Objective: Spirituality and religiosity are consistently associated with well-being, but little is known about the mechanism behind these associations. The present study aimed (a) to examine the relationship between spirituality, religiosity, stress, and resilience, and (b) to investigate the incremental validity of spirituality and religiosity on stress and resilience among individuals at mid-life (40-60 of age).

Hypothesis 1: Spirituality and religiosity should relate to resilience and stress in people’s life.

Hypothesis 2: There should be significant gender and religious status effects on the ASPIRES scales as well as the scales of personality, resilience in midlife, and stress overload.

Hypothesis 3: Spirituality and religiosity should have incremental validity over religious status, gender, and the personality traits of midlife participants in predicting total resilience in midlife and stress overload.

Method: Participants were 171 Vietnamese American Catholics (95 females and 76 males), aged 40-60 from different states in the U.S. Participants completed the following measures: the SOS (a measure of stress), the ASPIRES (a measure of spiritual and religious motivations), the IPIP-50 (a measure of personality), and the RIM (a measure of midlife resilience). A survey questionnaire including demographic and key variables of this study was digitized and loaded into a Qualtrics Survey. All the scales were translated into Vietnamese and back translated. Participants could respond to the questionnaire in either English or Vietnamese. The current study used the snowball sampling technique, in which participants received an email with an online link and it took them about 20 minutes to complete the survey.

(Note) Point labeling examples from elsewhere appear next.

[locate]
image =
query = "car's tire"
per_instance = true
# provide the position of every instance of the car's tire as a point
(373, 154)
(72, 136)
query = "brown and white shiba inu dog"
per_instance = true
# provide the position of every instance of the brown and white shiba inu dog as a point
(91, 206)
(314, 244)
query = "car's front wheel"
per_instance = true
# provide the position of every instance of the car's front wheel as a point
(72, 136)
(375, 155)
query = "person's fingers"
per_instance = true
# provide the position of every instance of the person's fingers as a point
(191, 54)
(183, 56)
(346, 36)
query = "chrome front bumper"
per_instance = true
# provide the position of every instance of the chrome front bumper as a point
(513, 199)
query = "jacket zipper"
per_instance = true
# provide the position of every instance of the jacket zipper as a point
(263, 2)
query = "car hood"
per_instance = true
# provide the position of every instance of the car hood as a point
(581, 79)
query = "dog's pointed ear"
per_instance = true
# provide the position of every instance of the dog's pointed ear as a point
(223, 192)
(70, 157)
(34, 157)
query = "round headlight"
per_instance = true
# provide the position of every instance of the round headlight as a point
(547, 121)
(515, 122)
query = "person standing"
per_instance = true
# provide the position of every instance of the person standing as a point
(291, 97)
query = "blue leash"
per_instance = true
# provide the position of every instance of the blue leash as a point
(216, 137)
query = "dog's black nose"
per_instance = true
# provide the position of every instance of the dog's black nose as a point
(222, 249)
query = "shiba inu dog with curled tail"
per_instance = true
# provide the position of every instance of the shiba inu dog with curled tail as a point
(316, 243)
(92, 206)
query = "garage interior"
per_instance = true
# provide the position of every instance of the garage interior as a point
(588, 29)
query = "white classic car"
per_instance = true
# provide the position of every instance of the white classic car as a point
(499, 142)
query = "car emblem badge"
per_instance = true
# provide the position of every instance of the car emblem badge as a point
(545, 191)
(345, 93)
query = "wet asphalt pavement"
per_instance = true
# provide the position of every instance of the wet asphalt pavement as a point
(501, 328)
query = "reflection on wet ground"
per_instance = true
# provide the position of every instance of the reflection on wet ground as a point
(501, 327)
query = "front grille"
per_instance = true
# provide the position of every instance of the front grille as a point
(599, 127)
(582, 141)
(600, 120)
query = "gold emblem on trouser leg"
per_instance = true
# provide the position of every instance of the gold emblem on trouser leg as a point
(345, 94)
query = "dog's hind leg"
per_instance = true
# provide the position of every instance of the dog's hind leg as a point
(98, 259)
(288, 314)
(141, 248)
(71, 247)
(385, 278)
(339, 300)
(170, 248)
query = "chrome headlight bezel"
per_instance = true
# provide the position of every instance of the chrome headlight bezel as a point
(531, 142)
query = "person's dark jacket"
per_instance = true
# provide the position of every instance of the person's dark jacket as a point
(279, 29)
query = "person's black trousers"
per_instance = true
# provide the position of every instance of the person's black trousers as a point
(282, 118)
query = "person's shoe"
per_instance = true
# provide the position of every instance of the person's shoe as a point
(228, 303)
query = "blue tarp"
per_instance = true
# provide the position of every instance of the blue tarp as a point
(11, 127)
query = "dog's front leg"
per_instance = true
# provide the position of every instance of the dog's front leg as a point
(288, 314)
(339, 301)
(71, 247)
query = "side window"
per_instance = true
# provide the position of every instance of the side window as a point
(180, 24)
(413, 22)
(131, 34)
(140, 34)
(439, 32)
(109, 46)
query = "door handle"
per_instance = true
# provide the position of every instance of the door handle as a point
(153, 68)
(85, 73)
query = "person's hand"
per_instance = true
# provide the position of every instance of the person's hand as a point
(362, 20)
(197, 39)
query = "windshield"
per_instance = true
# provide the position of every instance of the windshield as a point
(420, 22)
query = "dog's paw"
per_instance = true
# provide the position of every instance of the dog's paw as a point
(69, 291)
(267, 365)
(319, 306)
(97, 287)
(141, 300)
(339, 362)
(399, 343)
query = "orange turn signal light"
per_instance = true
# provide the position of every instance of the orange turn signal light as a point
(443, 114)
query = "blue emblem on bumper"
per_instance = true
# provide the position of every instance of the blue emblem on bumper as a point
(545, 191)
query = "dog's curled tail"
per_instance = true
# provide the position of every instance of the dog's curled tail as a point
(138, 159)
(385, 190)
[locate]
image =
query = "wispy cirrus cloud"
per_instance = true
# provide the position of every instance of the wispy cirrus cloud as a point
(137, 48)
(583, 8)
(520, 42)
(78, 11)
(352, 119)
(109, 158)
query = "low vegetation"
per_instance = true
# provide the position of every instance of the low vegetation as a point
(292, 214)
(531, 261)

Results: Results indicated that all five subscales of ASPIRES (Piedmont, 2010) measuring spirituality and religiosity significantly related to resilience; whereas stress only significantly related to Prayer Fulfillment, Religious Involvement, and Religious Crisis. The Religious Involvement scale provided a significant incremental validity in the explained variance of the TRIM, ΔR2 = .02, Partial F(5, 162) = 5.06, p < .05. The Religious Crisis scale, ΔR2 = .06, Partial F(5, 162) = 17.30, p < .001; and the Universality scale, ΔR2 = .02, Partial F(5, 162) = 5.45, p < .05 provided significant incremental validity in the explained variance of the TSOS.

Conclusion: Results indicated that spirituality and religiosity might be important resources for managing stress and maintaining resilience for Vietnamese American Catholics at midlife.